Homophobes, hide your eyes– a queer person is in your face, and she’s not going anywhere.
I had my first girlfriend, and effectively ‘came out of the closet’ when I was 15. I approached telling my parents in the same way that I would tell them I had a boyfriend. When my mum asked me what this meant, I told her that it meant I had a girlfriend and we– for the most part– left it at that.
I am, from the stories I’ve heard from my friends and from the internet, one of the lucky ones.
My first girlfriend never came out of the closet– and I could do a whole blog post on how that’s affected me as a person, and how it’s affected me in my following relationships, but I don’t want to throw all of that in her face. She’s a lovely person and deserves great things, despite the way she’s treated me.

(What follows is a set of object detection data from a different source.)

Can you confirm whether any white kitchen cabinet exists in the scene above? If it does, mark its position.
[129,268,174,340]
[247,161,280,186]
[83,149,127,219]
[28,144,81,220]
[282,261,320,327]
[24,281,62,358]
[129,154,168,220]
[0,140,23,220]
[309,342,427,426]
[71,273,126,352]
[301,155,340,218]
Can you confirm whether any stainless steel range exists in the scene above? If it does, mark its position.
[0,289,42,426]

I’m also lucky because I never really faced any horrible backlash for coming out. My parents were fine with it– perhaps slightly confused, because it’s not something that’s prominent in our lives, but three years on and it’s just a thing. I still wonder, sometimes, what my mum thinks of it– if she does at all– and I know that I’m lucky, but I’ll never forget how it felt to have to ask if she still loved me.
When I came out, I only told my mum and dad– that was all I thought needed to know. Sometimes with colleagues and friend’s, I’ll drop it into the conversation, but I feel as though I never quite emphasise what a big part of me it is. I know that I am more than just my sexuality– I am more than being panromantic and asexual, but God I just want to scream it from the rooftops so that people know I’m different.

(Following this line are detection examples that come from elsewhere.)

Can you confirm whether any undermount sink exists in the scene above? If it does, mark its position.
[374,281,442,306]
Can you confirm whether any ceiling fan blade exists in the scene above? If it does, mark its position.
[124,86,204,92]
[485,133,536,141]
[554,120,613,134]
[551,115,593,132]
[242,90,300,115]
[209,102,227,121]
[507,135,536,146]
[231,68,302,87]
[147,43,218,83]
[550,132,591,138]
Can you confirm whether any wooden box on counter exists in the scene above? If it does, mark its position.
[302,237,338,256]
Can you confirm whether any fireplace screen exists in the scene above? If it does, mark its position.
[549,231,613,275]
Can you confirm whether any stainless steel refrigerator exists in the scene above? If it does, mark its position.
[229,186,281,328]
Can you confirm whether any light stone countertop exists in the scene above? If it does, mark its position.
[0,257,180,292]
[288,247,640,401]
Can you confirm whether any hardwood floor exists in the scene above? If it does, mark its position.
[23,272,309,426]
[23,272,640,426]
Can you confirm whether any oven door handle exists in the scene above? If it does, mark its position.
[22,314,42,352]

I’m different, and I’m proud.
I haven’t always been, though.
University, if I haven’t mentioned it yet, is hard.
I can handle the lectures and the workload, but it’s the socializing that really tested me. No, I’ll be more specific. It’s the sex that tested me. Because sex is everywhere at university. Coming from an all-girls school, no one cared if you were sleeping with anyone or who it was with.
At University, hooking up can be a given stage of a night out, getting drunk and going on tinder just means sexual partners are now on speed-dial at all hours of the day. Sex is present in my friend and her boyfriend, and my friend and his girlfriend, it’s even there in my lecturers– because of course every reimagining of a fairy tale needs to involve erotica in order to be seen as ‘adult’ (I’m looking at you, Angela Carter).

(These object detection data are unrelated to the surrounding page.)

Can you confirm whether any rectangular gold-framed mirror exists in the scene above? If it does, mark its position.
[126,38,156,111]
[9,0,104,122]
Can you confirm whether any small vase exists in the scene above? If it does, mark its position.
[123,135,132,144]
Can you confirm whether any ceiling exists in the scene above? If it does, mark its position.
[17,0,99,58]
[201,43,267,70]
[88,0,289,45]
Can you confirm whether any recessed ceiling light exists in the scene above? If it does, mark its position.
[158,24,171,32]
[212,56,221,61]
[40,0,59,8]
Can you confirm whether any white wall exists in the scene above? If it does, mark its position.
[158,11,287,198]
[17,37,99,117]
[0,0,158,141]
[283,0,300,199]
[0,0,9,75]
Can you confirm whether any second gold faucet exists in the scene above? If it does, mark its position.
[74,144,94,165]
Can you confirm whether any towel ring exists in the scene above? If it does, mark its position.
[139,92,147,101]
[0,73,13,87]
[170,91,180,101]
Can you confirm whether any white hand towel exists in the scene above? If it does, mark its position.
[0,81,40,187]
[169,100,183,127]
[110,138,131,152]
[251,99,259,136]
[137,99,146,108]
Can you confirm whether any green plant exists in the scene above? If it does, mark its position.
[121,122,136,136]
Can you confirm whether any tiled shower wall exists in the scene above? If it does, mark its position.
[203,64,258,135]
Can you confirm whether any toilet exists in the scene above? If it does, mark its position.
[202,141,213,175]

But you know where sex isn’t? It isn’t in me.
So when I got a boyfriend (and I’m sorry in advance, for when you read this), it wasn’t quite the sunshine and rainbows I was expecting. I was over the moon to have someone who actually liked me, and I think is kissing is one of the best things in the universe. But anything after that is where all my biggest regrets lie.
I’m sorry to admit this, because I don’t want to hurt your feelings, but I regret every second spent where someone has seen me naked. Memories of people touching me are more like nightmares and it feels… violating. I don’t want to hurt you, but I’ve been bottling this up for months.
So I did the decent thing, when I realised that this wasn’t working for me, I broke up with him. When he jumped into bed with another one of our friends a week later… Fuck. I had never felt more broken in my life. I know that I was the one to break up with him, but I had done it because I knew I couldn’t give him what he wanted, and when he immediately fell into the girl who would and could give it to him… I wondered if it was wrong that I wasn’t more like her.
I wondered if I was broken.
I’m not broken, and I have to tell myself that at least once a day. There’s nothing wrong with being asexual, just as there’s nothing wrong with being promiscuous. I’m genuinely happy that they’re now a couple because they both seem happy together. I’m glad that my ex-boyfriend can be with someone who can be with him properly and fully without any doubts or insecurities.
Now, as the first year comes to an end, I’m now having to deal with what it means to be panromantic and asexual. Flirting is so impossibly difficult because, in my head, I feel as though I’m leading people on. If I try and flirt with someone, I just wish I could tell them that they’re only going to be disappointed. It’s especially prominent with guys since it’s been drilled into me from a young age that boys only care about sex, and all my experience does seem to lead me into believing that.
Sorry, future dating prospects, for that moment where I’ll ultimately disappoint you. I promise it’s nothing person.
But here I am, out of the closet for the second time in the most public way imaginable.
My name is Phoebe Hedges, and I’m panromantic and asexual, and I’m proud.